Damage needs riders imho. Synaptic Static is good, guiding bolts OK.

Spirit guardians is recurring, radiant, targets wisdom and debuffs speed.

In our BG3 game I don't think we have cast fireball once. Maybe off a staff or scroll.
 

I think you are misjudging some abilities. The wizard usually has expertise in arcana and high int, +7 to arcana at level 2.
Usually one character having high charisma gets you far enough, so the wizard helps.

Ritual spells. Will allow you to cast more spells than the warlock. More spells known are helpful.

If the warlock uses all invocations on origin feats, they are not doing a lot of warlocky things.
No one denies that a warlock at level 2 seems very strong. Also if they are chain pact warlock. But I'd serious doubt that judging a class at a single level is a good idea.

The wizard is not bad at all...

maybe a bit less powerful than a sorcerer... but not by far.

Are you picking the rituals from your very few spells you pick as you level up?

Its also DM dependent. Do they sell you extra rituals? Also most rituals spells don't really matter.

Most games ive see you will get sone rituals but it takes time and money. Eventually you'll know more but that takes time.

Which leans into main point the wizards a sw burn last.

At vest you need a DM that says yes to everything, you're somewhere you can buy the rituals and you have enough money.

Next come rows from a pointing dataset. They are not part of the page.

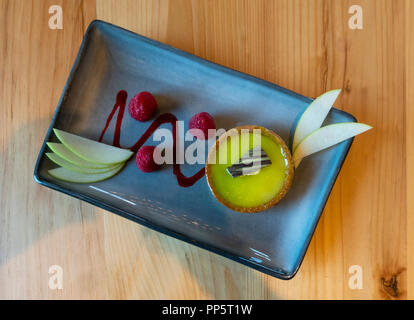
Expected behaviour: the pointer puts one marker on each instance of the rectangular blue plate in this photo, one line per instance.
(110, 59)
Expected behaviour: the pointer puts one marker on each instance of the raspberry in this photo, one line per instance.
(201, 121)
(145, 159)
(142, 106)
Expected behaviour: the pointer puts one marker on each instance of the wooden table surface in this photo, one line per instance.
(303, 45)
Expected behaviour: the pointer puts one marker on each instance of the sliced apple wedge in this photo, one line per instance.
(77, 177)
(63, 152)
(326, 137)
(91, 150)
(314, 115)
(70, 166)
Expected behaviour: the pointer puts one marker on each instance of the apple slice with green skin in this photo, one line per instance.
(314, 115)
(91, 150)
(326, 137)
(70, 166)
(63, 152)
(77, 177)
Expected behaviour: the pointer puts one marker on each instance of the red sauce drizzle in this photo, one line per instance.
(120, 103)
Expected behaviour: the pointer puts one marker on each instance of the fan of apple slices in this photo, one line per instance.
(82, 160)
(310, 137)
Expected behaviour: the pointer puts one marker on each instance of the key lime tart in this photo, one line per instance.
(249, 169)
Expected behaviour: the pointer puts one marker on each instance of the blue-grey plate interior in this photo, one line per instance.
(111, 59)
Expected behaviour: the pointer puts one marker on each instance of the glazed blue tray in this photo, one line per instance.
(110, 59)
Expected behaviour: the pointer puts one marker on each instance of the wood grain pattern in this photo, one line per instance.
(304, 45)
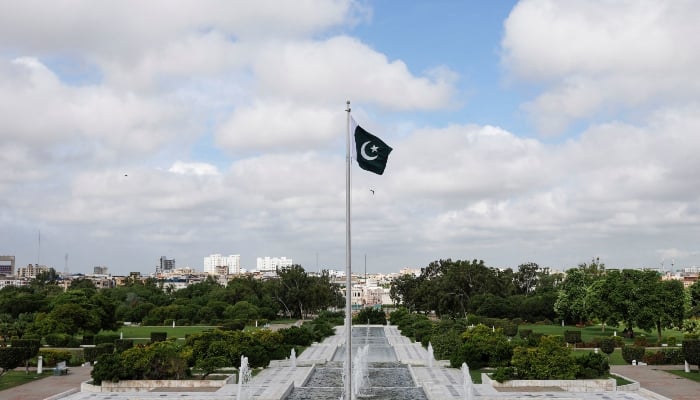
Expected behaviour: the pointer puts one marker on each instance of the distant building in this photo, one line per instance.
(165, 266)
(7, 265)
(100, 270)
(31, 271)
(272, 264)
(216, 264)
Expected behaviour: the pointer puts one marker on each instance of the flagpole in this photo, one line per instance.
(348, 269)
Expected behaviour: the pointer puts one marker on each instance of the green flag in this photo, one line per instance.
(372, 152)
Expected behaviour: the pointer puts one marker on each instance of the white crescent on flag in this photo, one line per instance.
(364, 153)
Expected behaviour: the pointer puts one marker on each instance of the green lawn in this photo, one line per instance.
(11, 379)
(590, 332)
(144, 332)
(693, 375)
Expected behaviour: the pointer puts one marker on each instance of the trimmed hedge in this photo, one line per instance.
(691, 351)
(106, 338)
(572, 337)
(669, 356)
(631, 353)
(52, 356)
(123, 344)
(159, 336)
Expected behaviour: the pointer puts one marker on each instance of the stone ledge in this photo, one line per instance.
(576, 385)
(148, 385)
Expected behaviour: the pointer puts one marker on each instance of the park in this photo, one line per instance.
(511, 325)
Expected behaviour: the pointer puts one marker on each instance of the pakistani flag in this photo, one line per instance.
(372, 153)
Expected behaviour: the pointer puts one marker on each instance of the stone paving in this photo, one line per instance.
(437, 381)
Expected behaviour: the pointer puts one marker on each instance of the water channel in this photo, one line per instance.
(387, 378)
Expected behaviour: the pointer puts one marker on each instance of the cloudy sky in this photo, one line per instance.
(523, 131)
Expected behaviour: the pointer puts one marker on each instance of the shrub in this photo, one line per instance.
(444, 344)
(105, 338)
(61, 340)
(653, 358)
(482, 347)
(591, 366)
(30, 347)
(322, 329)
(108, 368)
(630, 353)
(691, 351)
(298, 336)
(88, 340)
(123, 344)
(572, 337)
(607, 345)
(525, 333)
(51, 356)
(641, 340)
(233, 325)
(11, 358)
(550, 360)
(503, 374)
(159, 336)
(510, 329)
(673, 356)
(375, 316)
(92, 354)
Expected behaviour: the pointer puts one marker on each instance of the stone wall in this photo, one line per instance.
(578, 385)
(147, 385)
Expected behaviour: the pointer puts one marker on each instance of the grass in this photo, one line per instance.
(615, 357)
(692, 375)
(144, 332)
(13, 378)
(179, 332)
(589, 333)
(620, 381)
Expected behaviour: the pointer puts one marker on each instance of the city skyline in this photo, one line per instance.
(522, 131)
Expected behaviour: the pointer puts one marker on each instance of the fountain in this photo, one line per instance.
(244, 376)
(360, 376)
(374, 361)
(468, 385)
(430, 355)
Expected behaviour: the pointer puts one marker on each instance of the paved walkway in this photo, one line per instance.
(52, 387)
(651, 378)
(655, 379)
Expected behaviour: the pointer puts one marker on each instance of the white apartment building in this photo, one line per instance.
(216, 264)
(272, 264)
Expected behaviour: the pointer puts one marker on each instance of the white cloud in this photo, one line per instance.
(196, 168)
(596, 55)
(342, 68)
(280, 126)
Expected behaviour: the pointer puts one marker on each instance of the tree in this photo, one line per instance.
(572, 302)
(694, 292)
(10, 358)
(243, 311)
(671, 306)
(481, 347)
(526, 278)
(549, 360)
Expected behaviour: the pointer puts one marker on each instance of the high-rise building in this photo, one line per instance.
(216, 264)
(7, 265)
(166, 265)
(272, 264)
(100, 270)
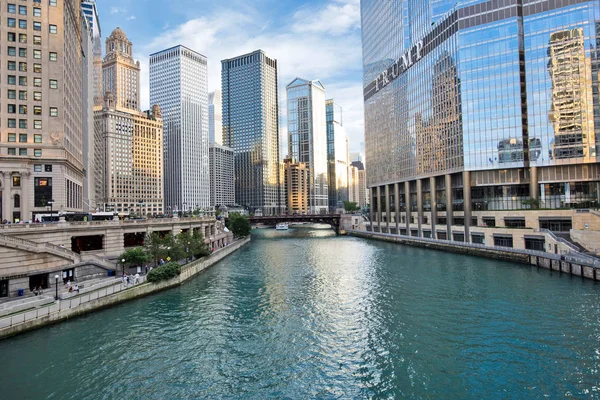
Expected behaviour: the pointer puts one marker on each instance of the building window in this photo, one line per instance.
(503, 240)
(42, 191)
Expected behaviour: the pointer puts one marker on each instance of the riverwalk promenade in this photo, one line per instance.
(107, 295)
(570, 262)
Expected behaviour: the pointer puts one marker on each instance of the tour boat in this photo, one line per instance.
(283, 226)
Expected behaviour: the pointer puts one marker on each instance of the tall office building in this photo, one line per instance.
(222, 182)
(295, 181)
(215, 117)
(337, 155)
(179, 85)
(307, 137)
(41, 92)
(129, 143)
(251, 128)
(444, 155)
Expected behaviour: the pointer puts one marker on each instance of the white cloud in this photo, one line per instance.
(327, 47)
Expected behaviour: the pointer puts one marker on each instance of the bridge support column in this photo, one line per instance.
(397, 207)
(387, 208)
(420, 207)
(408, 209)
(433, 196)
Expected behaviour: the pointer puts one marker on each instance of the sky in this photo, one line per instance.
(310, 39)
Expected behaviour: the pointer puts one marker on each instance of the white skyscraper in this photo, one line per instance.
(215, 117)
(178, 83)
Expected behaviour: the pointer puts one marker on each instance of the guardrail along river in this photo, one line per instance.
(303, 314)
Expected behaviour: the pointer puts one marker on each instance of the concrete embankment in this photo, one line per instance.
(570, 264)
(70, 308)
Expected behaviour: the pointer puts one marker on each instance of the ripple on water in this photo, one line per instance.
(302, 314)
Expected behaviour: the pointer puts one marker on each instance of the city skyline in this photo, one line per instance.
(290, 32)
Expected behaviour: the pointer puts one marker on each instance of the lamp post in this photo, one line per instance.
(56, 286)
(51, 203)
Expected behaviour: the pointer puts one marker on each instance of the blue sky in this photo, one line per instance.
(310, 39)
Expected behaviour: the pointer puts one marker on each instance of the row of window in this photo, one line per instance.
(37, 110)
(37, 26)
(12, 138)
(37, 82)
(23, 152)
(37, 54)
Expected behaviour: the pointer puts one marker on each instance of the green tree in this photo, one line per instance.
(351, 207)
(154, 245)
(238, 224)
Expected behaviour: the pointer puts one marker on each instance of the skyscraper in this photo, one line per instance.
(307, 137)
(251, 128)
(337, 155)
(41, 89)
(179, 85)
(215, 117)
(129, 143)
(222, 186)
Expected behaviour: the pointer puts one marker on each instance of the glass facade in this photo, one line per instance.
(487, 105)
(251, 129)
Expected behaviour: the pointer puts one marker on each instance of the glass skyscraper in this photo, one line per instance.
(251, 128)
(479, 108)
(307, 137)
(179, 85)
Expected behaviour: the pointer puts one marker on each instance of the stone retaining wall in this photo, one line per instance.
(106, 297)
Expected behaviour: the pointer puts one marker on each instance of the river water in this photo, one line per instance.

The rituals are also exploration pillar. Often neglected. Niche and situational imho. Fireball at least is situational.
 


This is a reminder that zardnaar is judging classes only on combat power

Its a common complaint here. I own a lot of the 5E adventures and exploration is minimal there.

Social pillar isn't neglected as much and its why I rate the charisma classes higher.

Combat pillars more objective. This spell dioe xyz this class ability ABC. Easier to rate than more subjective things like social and exploration.

Big thing for me is how often an ability fires. Theres situational for example and niche. Wizards have intelligence saves. They're so rare you might go an entire campaign making 0. In effect you have no save.

I don't think its a hot take in most games and official product exploration pillar is the most neglected.
 

Wizards are a lot of fun.

I thought you were the DM Zardnaar? Surely you allow wizards to buy their new spells & scroll ingredients. New scroll scribing in the PHB is great and very useful.

If a sorcerer uses their arcane points for spell slots it equates to the arcane recovery. Seems fair.

I see rituals get tons of use in published adventures. Detect Magic, Identify, Alarm, Comprehend Language are all staples.

I don’t need Wizard to be clearly and obviously the best. It just needs to be fun and to hold its own. We have a lot in our games. More than sorcerer I would say. Or at least even.
 

Wizards are a lot of fun.

I thought you were the DM Zardnaar? Surely you allow wizards to buy their new spells & scroll ingredients. New scroll scribing in the PHB is great and very useful.

If a sorcerer uses their arcane points for spell slots it equates to the arcane recovery. Seems fair.

I see rituals get tons of use in published adventures. Detect Magic, Identify, Alarm, Comprehend Language are all staples.

I don’t need Wizard to be clearly and obviously the best. It just needs to be fun and to hold its own. We have a lot in our games. More than sorcerer I would say. Or at least even.

I get to play occasionally.

Has a conversation about wizards lately. Casuals aren't really aware of buying spells. Powergamers don't care.

My own opinions are reading the class abilities. 5.0 wizards weren't even best ritual caster assuming spells can be bought.

5.5 opportunity cost. Buy scrolls or craft or buy items.

Hypothetically if we had a wizard player current campaign has been in Baldur's Gate since level 4 or 5. They've had the resources to buy them since low level. A wizard player woukd just need to rock on up to Sorcererous Sundries.

Level 1-3 they wouldn't have access to buying them. I played Curse of Strahd and they would have been unavailable in that campaign.

Hence comment on DM and Campaign dependent. Generally in my games I woukd sell some spelks at least. You might not be able to buy all of the in 1 hit if you had the cash though.

I've been experimenting with traders a'la BG3 so unless you're in the desert wilderness you can probably find something to buy.